Figure 4. Human-induced pluripotent stem cell (iPSC)-derived microglia demonstrate robust phagocytosis.

Human iPSC-derived microglia were incubated for 1 hr in pHrodo Red E. coli bioparticles (A), pHrodo Red zymosan bioparticles (B), DiI-labeled bovine photoreceptor outer segments (POSs) (C) and labeled with anti-human P2RY12 antibody (green) and DAPI. Scale bar = 40 µm. (D) A high-magnification view of a POS-containing intracellular vesicle within a labeled microglial cell is shown. Scale bar = 40 µm. (E) An overlay of panels in (D) with side views. Scale bar = 40µm.

Figure 4—figure supplement 1. Floating myeloid progenitor cells were cultured in a 2-well slide chamber overnight, and then the DiI-labeled bovine photoreceptor outer segments were added to the chamber and incubated for 1 hr.

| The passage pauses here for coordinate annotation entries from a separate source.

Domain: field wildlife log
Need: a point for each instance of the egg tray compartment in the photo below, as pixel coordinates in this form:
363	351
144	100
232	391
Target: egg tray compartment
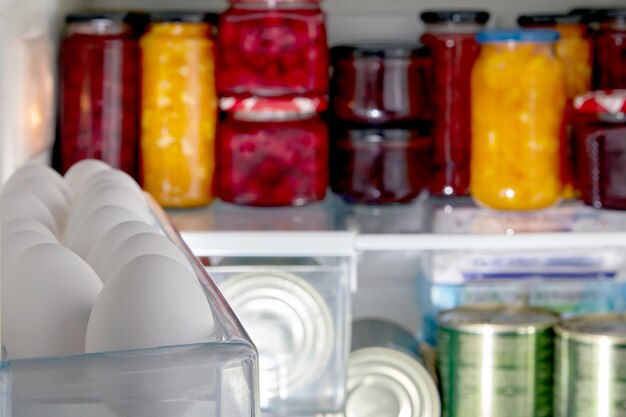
213	379
298	316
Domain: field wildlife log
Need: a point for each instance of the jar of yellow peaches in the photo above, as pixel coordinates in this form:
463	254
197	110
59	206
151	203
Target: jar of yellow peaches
518	101
178	108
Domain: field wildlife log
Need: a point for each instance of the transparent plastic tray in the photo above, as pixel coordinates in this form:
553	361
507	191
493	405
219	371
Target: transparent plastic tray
214	379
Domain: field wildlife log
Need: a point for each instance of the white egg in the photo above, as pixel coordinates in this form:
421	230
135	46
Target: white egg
100	252
39	172
111	176
138	245
21	225
152	301
81	171
92	228
19	205
47	298
49	194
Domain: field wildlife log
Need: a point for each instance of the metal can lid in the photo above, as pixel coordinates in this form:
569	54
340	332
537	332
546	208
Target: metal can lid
602	102
290	324
498	318
597	328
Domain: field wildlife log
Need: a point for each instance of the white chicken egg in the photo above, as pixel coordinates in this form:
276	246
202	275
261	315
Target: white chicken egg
19	205
92	228
49	194
99	253
81	171
138	245
152	301
47	297
39	172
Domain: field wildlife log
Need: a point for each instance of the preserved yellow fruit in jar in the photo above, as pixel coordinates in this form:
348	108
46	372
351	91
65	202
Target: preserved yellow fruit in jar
518	100
179	111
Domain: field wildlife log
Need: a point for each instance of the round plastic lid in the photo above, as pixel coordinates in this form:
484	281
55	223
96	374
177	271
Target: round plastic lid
517	35
455	16
602	102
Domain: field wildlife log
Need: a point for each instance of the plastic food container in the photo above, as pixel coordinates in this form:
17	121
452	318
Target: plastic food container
600	134
273	49
380	83
518	101
277	163
380	166
609	46
179	109
451	37
99	91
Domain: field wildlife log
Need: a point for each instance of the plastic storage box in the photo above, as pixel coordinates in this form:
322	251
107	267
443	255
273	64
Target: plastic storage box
217	378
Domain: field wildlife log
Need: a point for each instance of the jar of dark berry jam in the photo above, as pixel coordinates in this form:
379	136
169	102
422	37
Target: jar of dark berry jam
380	83
99	91
380	165
451	37
609	47
600	134
272	163
274	49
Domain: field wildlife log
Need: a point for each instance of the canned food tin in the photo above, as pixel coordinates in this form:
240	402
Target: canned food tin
290	324
590	366
496	360
386	376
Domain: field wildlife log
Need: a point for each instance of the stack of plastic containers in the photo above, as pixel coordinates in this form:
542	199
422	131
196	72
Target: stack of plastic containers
272	82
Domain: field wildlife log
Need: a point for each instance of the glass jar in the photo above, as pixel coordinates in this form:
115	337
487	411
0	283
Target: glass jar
451	37
600	132
273	49
380	83
179	109
99	91
574	50
518	101
277	163
609	46
380	166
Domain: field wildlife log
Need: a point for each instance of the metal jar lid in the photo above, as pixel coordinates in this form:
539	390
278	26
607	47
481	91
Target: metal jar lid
497	318
290	324
608	329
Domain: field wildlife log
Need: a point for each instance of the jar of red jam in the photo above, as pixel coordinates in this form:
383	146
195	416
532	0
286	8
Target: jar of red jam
600	133
275	163
99	91
380	83
609	47
274	49
380	165
450	35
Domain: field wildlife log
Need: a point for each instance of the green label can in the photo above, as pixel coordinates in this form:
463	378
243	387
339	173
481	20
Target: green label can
496	360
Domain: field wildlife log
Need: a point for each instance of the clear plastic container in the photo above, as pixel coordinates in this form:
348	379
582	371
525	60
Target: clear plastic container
99	91
273	49
179	109
218	378
297	311
380	83
277	163
600	133
518	102
380	166
450	35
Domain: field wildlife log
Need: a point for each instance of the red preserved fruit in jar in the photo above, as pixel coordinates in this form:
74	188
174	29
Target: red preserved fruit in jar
277	163
381	83
609	48
380	166
450	35
600	135
99	91
273	49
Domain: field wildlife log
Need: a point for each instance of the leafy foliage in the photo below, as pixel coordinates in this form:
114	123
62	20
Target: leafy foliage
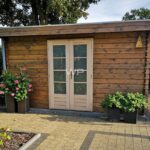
134	101
5	134
114	100
18	85
137	14
128	102
39	12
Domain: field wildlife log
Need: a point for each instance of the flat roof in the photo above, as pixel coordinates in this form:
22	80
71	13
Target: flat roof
83	28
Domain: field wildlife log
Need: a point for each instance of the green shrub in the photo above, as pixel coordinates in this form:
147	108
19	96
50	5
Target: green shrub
114	100
16	85
134	101
127	102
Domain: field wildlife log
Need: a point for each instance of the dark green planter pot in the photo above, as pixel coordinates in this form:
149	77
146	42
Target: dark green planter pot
130	117
113	114
10	104
23	106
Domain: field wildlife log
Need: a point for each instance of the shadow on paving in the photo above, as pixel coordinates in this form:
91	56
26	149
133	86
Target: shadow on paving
80	120
91	134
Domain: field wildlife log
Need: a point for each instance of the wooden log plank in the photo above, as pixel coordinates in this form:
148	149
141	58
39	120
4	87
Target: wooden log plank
118	56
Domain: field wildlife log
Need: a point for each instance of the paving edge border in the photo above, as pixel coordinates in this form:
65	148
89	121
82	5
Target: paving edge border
30	142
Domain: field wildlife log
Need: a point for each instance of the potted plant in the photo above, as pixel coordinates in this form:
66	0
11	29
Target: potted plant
113	104
23	88
133	102
7	88
17	89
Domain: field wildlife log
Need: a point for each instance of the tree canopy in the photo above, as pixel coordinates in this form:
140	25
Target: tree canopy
137	14
41	12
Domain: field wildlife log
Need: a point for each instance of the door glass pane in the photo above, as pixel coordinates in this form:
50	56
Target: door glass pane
80	76
59	51
80	50
59	75
60	64
80	63
80	88
60	88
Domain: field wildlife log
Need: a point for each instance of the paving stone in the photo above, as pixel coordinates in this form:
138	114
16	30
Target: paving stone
80	133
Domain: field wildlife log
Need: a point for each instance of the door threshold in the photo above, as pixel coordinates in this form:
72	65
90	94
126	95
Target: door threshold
73	113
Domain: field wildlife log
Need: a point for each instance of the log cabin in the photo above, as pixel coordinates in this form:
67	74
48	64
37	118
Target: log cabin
75	66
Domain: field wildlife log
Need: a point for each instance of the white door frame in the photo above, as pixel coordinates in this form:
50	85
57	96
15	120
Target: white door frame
69	43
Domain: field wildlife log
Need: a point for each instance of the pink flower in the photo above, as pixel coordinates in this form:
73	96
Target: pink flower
17	88
30	90
16	82
24	69
12	94
30	85
2	85
1	92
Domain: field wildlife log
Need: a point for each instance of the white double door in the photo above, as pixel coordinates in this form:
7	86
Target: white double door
70	65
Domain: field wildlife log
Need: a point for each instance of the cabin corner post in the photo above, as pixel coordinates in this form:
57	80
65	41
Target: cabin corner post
4	54
147	69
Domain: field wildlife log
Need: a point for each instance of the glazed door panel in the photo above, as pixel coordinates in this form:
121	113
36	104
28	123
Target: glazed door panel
70	74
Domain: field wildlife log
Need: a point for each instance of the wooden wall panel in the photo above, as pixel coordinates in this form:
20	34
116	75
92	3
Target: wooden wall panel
31	52
118	64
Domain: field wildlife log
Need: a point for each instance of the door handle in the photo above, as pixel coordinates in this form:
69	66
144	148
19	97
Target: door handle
71	74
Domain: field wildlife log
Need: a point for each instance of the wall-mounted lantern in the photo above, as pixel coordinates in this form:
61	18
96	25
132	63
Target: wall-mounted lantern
139	43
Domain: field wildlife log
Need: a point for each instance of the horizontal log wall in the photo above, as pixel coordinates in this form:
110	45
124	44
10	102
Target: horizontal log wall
118	65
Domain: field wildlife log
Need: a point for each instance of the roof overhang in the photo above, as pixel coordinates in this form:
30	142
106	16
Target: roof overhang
84	28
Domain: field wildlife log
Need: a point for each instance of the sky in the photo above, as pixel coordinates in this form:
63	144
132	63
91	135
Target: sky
112	10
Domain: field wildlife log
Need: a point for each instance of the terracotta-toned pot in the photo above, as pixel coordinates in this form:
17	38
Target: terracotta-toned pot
10	104
23	106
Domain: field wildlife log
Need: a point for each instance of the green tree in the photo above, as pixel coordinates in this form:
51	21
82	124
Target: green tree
137	14
41	12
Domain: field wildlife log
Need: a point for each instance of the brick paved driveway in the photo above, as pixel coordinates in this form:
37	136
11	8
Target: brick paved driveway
74	133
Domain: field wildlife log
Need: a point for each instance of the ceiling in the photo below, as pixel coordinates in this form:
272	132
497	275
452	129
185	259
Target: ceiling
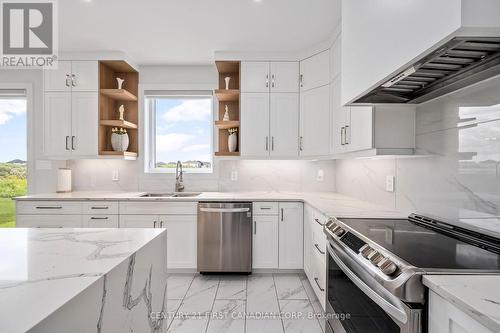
189	31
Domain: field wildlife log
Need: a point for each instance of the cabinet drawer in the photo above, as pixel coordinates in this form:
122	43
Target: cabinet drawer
265	208
100	221
158	208
100	208
49	221
48	207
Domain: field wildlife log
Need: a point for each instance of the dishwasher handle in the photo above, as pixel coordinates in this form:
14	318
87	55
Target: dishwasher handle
225	210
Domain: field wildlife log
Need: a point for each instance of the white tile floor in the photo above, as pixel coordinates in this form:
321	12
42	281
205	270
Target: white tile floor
241	304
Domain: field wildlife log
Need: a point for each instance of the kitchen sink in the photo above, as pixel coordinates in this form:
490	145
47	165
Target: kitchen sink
171	195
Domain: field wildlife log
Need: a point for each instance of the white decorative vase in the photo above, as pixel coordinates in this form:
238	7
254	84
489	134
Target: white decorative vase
232	142
119	142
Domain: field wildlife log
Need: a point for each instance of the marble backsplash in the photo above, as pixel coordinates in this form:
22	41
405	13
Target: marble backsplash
456	172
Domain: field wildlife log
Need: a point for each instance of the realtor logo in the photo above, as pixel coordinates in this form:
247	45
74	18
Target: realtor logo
28	33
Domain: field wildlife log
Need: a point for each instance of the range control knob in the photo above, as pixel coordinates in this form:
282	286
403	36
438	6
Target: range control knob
387	266
365	250
375	257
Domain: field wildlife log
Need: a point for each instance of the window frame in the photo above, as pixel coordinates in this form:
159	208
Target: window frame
150	108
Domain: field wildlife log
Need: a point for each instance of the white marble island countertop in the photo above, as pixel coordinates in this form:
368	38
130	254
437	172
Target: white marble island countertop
43	269
328	203
476	295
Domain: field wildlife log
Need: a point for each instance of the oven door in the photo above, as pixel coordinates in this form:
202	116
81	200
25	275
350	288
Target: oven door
356	303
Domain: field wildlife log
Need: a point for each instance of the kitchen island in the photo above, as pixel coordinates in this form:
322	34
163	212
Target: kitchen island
82	280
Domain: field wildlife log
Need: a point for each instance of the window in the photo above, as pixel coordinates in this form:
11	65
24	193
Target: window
13	152
180	130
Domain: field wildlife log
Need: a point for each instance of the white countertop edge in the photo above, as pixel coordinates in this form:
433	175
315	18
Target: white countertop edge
438	284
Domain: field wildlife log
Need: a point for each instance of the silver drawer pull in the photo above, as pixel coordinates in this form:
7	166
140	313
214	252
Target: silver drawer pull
319	250
316	280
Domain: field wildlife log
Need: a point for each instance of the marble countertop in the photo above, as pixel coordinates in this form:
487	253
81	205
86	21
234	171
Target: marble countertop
476	295
329	203
43	269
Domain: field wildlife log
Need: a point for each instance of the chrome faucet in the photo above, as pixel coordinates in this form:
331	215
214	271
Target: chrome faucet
179	186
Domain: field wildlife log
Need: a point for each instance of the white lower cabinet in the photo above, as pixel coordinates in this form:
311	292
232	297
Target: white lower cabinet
291	233
446	317
265	241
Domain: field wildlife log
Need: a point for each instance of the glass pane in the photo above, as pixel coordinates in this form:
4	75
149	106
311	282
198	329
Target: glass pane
12	156
184	132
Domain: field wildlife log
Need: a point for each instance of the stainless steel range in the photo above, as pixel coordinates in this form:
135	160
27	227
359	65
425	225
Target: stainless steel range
375	268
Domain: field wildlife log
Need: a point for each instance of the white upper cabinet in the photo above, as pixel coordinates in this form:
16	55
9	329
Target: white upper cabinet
284	125
255	140
255	76
315	71
315	122
284	77
291	236
72	76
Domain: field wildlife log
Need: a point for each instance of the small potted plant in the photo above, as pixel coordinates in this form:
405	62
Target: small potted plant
232	139
119	139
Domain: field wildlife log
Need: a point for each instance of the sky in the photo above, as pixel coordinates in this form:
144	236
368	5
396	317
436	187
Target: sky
12	129
183	129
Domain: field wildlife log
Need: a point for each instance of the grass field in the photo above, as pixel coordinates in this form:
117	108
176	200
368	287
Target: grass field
7	213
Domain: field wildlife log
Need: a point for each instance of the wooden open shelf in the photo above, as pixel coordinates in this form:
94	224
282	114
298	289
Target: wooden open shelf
118	123
110	100
230	95
119	94
227	124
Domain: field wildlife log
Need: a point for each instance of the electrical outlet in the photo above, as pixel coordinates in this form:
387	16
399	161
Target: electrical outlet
389	183
115	176
320	176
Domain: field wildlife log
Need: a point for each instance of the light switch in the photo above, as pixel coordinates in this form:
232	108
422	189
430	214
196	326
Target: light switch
389	183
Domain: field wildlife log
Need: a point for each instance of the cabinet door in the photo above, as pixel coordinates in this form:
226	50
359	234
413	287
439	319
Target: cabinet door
284	124
100	221
291	236
359	132
58	79
255	139
284	77
315	122
84	75
315	71
182	240
139	221
84	124
57	124
255	76
265	242
48	221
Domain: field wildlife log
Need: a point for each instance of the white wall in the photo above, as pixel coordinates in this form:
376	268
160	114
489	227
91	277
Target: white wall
43	180
456	176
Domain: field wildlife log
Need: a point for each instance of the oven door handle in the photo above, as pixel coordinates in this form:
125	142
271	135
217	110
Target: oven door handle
393	310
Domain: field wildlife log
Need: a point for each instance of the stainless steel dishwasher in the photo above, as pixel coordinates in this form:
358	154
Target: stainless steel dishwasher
225	237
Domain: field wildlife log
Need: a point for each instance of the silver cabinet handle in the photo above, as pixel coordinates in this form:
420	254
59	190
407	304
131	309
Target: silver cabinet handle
319	250
316	280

The cells were fixed with 4% paraformaldehyde (PFA) for 20 min and stained with IBA1 and hP2RY12, respectively. The DiI-labeled bovine photoreceptor outer segments can only be engulfed by IBA1- or P2RY12-positive microglia cells. Scale bar = 16 µm.

Figure 4—figure supplement 2. The morphology of human-induced pluripotent stem cell (hiPSC)-derived microglia cells under 1 hr zymosan treatment with different concentrations.

After 1 hr of treatment with zymosan, 5 µg/ml concentration did not change the microglia cell morphology, but over 20 µg/ml concentration changed the microglia morphology to an ameboid round shape.